Describes how the continue statement immediately returns the program flow to the top of a program loop, a switch statement, or a trap statement.

Long description

The continue statement provides a way to exit the current control block but continue execution, rather than exit completely. The statement supports labels. A label is a name you assign to a statement in a script.

Using continue in loops

An unlabeled continue statement immediately returns the program flow to the top of the innermost loop that is controlled by a for, foreach, do, or while statement. The current iteration of the loop is terminated and the loop continues with the next iteration.

In the following example, program flow returns to the top of the while loop if the $ctr variable is equal to 5. As a result, all the numbers between 1 and 10 are displayed except for 5:

while ($ctr -lt 10)
{
    $ctr += 1
    if ($ctr -eq 5)
    {
        continue
    }

    Write-Host -Object $ctr
}

When using a for loop, execution continues at the <Repeat> statement, followed by the <Condition> test. In the example below, an infinite loop will not occur because the decrement of $i occurs after the continue keyword.

#   <Init>  <Condition> <Repeat>
for ($i = 0; $i -lt 10; $i++)
{
    Write-Host -Object $i
    if ($i -eq 5)
    {
        continue
        # Will not result in an infinite loop.
        $i--
    }
}

Using a labeled continue in a loop

A labeled continue statement terminates execution of the iteration and transfers control to the targeted enclosing iteration or switch statement label.

In the following example, the innermost for is terminated when $condition is True and iteration continues with the second for loop at labelB.

:labelA for ($i = 1; $i -le 10; $i++) {
    :labelB for ($j = 1; $j -le 10; $j++) {
        :labelC for ($k = 1; $k -le 10; $k++) {
            if ($condition) {
                continue labelB
            } else {
                $condition = Update-Condition
            }
        }
    }
}

Using continue in a switch statement

An unlabeled continue statement within a switch terminates execution of the current switch iteration and transfers control to the top of the switch to get the next input item.

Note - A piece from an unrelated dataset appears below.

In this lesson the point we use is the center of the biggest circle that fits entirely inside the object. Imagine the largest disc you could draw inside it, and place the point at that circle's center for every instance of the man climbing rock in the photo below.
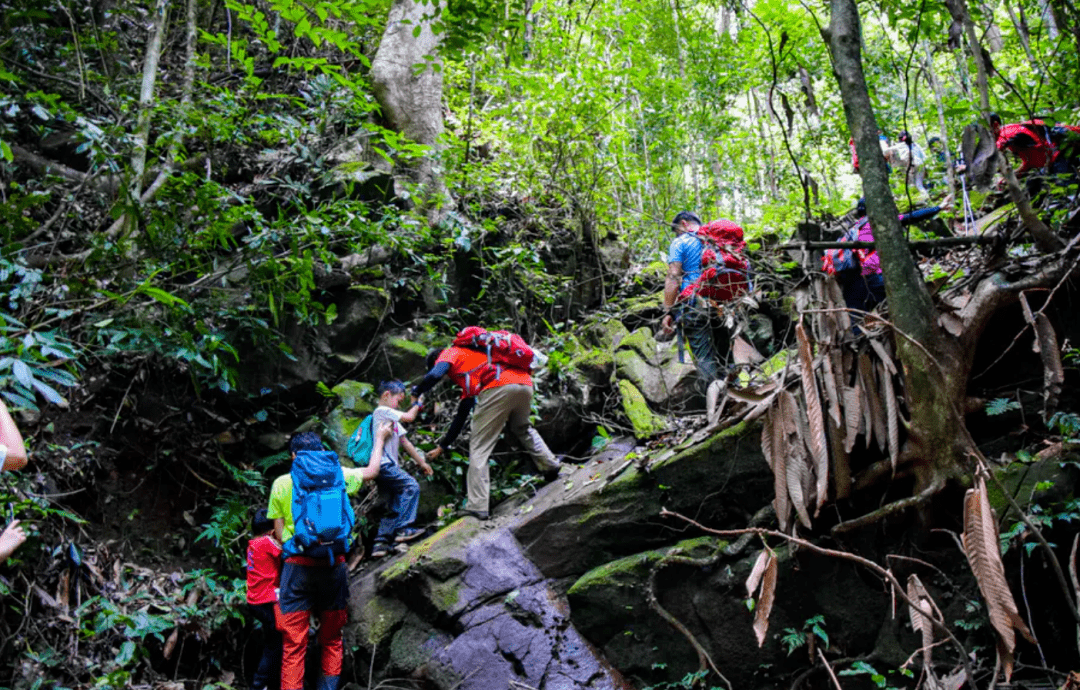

When there is a single input item continue exits the entire switch statement. When the switch input is a collection, the switch tests each element of the collection. The continue exits the current iteration and the switch continues with the next element.

switch (1,2,3) {
  2 { continue }  # moves on to the next element, 3
  default { $_ }
}
1
3

Using continue in a trap statement

If the final statement executed in the body a trap statement is continue, the trapped error is silently ignored and execution continues with the statement immediately following the one that caused trap to occur.

Do not use continue outside of a loop, switch, or trap

When continue is used outside of a construct that directly supports it (loops, switch, trap), PowerShell looks up the call stack for an enclosing construct. If it can't find an enclosing construct, the current runspace is quietly terminated.

This means that functions and scripts that inadvertently use a continue outside of an enclosing construct that supports it, can inadvertently terminate their callers.

Using continue inside a pipeline, such as a ForEach-Object script block, not only exits the pipeline, it potentially terminates the entire runspace.